All requirements apply to both scheduler and remote check modules, unless otherwise stated.

  1. Check modules must be reentrant. That is, if a check module is run more than once simultaneously, all instances must run to completion without interference.

  2. Check modules must not change their process group by any means, including via setsid(), setpgid(), setpgrp(), or any similar function.

  3. Check modules should handle their own parallelization. If a module is passed more than one host name to check, it is up to the module to determine the best way to handle it. (This requirement is relaxed to should from must because scripted modules may be run under the parallel module.)

  4. Remote check modules should be written in a scripting language such as perl to make changes easier and more transparent, and to allow for easier portability. Scheduler check modules may also be written in a scripting language. Compiled modules are permitted when necessary, but are actively discouraged for remote check modules.

  5. Each module must place its source code in a directory underneath survivor/src/modules/check/ with the following conventions:
    1. The name of the directory must be check/modulename/.

    2. A Makefile.in must be present, with directives for clean, veryclean, all, install, and install-remote.

      The install should, except in exceptional circumstances, install the module into @prefix@/mod/check, owned by @INST_USER@ and @INST_GROUP@, mode 555.

      The install-remote directive should be the same as install, except where it does not make sense for the module to be installed as part of a remote distribution.

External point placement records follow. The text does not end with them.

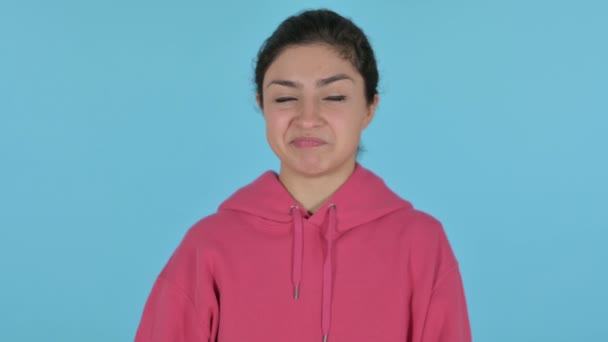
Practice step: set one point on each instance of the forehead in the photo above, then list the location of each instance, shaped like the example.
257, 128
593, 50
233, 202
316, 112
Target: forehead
312, 62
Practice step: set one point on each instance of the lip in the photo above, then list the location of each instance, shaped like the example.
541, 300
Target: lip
307, 142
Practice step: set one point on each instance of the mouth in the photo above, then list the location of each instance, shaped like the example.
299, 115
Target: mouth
307, 142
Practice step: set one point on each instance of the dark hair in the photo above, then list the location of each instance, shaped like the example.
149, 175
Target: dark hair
321, 26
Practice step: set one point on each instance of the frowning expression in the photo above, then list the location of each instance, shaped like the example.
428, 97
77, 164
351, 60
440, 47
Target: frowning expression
315, 109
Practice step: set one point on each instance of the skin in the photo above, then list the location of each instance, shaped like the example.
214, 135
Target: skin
310, 91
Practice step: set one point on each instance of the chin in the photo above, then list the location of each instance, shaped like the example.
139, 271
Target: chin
311, 167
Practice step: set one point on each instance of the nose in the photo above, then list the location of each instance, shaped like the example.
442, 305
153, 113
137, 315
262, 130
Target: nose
309, 114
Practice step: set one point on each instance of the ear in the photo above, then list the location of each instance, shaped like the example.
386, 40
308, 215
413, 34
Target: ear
258, 99
371, 111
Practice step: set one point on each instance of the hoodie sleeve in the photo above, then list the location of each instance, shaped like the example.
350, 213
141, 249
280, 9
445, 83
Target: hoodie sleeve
447, 317
438, 302
182, 305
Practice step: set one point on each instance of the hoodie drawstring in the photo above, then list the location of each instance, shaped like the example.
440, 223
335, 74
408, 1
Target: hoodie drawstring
327, 265
297, 250
327, 273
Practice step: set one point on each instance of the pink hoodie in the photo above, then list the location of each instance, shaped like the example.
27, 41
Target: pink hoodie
366, 266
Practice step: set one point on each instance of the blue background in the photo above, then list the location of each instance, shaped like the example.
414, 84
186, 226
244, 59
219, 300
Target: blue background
124, 122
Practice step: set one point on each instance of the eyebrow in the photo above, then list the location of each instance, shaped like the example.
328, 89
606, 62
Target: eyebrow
320, 83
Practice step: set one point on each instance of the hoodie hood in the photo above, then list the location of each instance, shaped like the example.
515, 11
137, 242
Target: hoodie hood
364, 197
361, 199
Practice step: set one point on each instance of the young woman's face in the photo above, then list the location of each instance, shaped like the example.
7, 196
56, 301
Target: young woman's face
315, 109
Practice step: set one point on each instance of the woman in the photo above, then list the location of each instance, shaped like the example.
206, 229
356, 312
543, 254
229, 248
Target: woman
323, 250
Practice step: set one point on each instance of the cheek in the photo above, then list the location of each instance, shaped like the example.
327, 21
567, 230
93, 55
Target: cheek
276, 123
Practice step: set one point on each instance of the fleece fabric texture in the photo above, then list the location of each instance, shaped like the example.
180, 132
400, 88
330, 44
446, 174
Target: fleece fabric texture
367, 266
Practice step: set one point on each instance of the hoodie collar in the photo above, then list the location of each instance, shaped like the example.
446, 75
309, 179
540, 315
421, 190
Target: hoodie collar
364, 197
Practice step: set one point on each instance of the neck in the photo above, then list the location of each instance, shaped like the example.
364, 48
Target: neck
313, 191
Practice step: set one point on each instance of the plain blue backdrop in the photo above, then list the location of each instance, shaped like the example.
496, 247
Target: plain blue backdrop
124, 122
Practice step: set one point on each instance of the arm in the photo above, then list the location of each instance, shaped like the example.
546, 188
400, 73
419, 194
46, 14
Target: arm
183, 305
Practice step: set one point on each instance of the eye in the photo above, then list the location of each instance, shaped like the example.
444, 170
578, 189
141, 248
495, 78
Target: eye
337, 98
284, 99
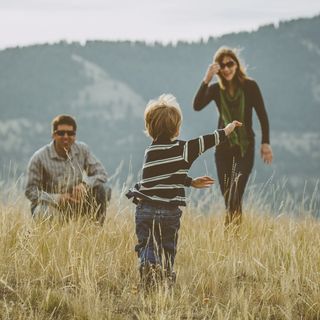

    3. Documentation describing the module should be in doc/cm-modulename.html

  6. Check modules must accept the following arguments:
    • -v
      A flag indicating the module should validate its configuration. The module must test for any dependencies (executables, libraries, modules, configuration files, etc) required for normal successful execution. If valid, exit with MODEXEC_OK (using scalar value 0 and the string "Module OK" as the comment, where Module is the name of the module), otherwise exit with MODEXEC_PROBLEM, following the output format specification described below.

  7. Check modules receive the rest of their data via a SurvivorCheckData document, where

    • Host
      Host to perform the check on. Remote check modules will still be provided this argument, with the value localhost. Absence of this argument should cause the check module to exit immediately with an appropriate return code.

    • Timeout
      The timeout for this module. After timeout seconds, the check module may be gracelessly terminated. The check module may use this timeout value to exit gracefully before time expires. If this option is not provided, the module may act as if there is no timeout.

    • ModuleOption
      The names and values of the arguments provided in check.cf or dependency.cf. This element should conform to the Module XML Argument Specification.

  8. Check modules should not write output files.

  9. Check modules must generate output on stdout consisting of an XML document consisting of a SurvivorCheckResult element for each host specified. These documents must not be interleaved. Each host's element should be generated as soon as information is available, in case the module is timed out. The elements defined are

    • Host
      This must be the name of the host as provided by the SurvivorCheckData argument.

    • ReturnCode
      The numeric return code (as defined in include/survivor.H). Possible values include
      • MODEXEC_OK: No problem was found.
      • MODEXEC_PROBLEM: A critical problem was found, or the check could not be completed for critical reasons.
      • MODEXEC_WARNING: A non-critical problem was found, and is in danger of becoming critical.
      • MODEXEC_NOTICE: A non-critical problem was found, or the check could not be completed for non-critical reasons.
      • MODEXEC_MISCONFIG: The module is misconfigured and is unable to perform its check.
      • MODEXEC_TIMEDOUT: The check timed out.
      but ReturnCode may be a value of 20 through 1000 to transmit custom return information.

    • Scalar
      The scalar value must be an integer, either positive or negative, indicating a value that may be used for long term monitoring. For example, the number might be a load, or a simple '0' (no) or '1' (yes) indicating that a service is responding or not. For disk space usage, it might be between 0 and 100 to indicate fullness, or it might be an actual amount of bytes in use.

    • Comment
      The comment may be an empty string, or it may provide a human readable explanation of the return or scalar values. The comment may be reformatted or truncated.

    • Duration
      The duration of the check execution, in milliseconds. If present, this value must be an integer zero or greater.

  10. Check modules must exit with the highest return value generated by any host checked, unless custom return values are in use, in which case the check module may exit with whatever value the custom specifications require. Check modules executing a Type II dependency must exit with a return value appropriate for the results obtained from the check.


$Date: 2006/11/20 00:05:07 $
$Revision: 0.11 $
keywords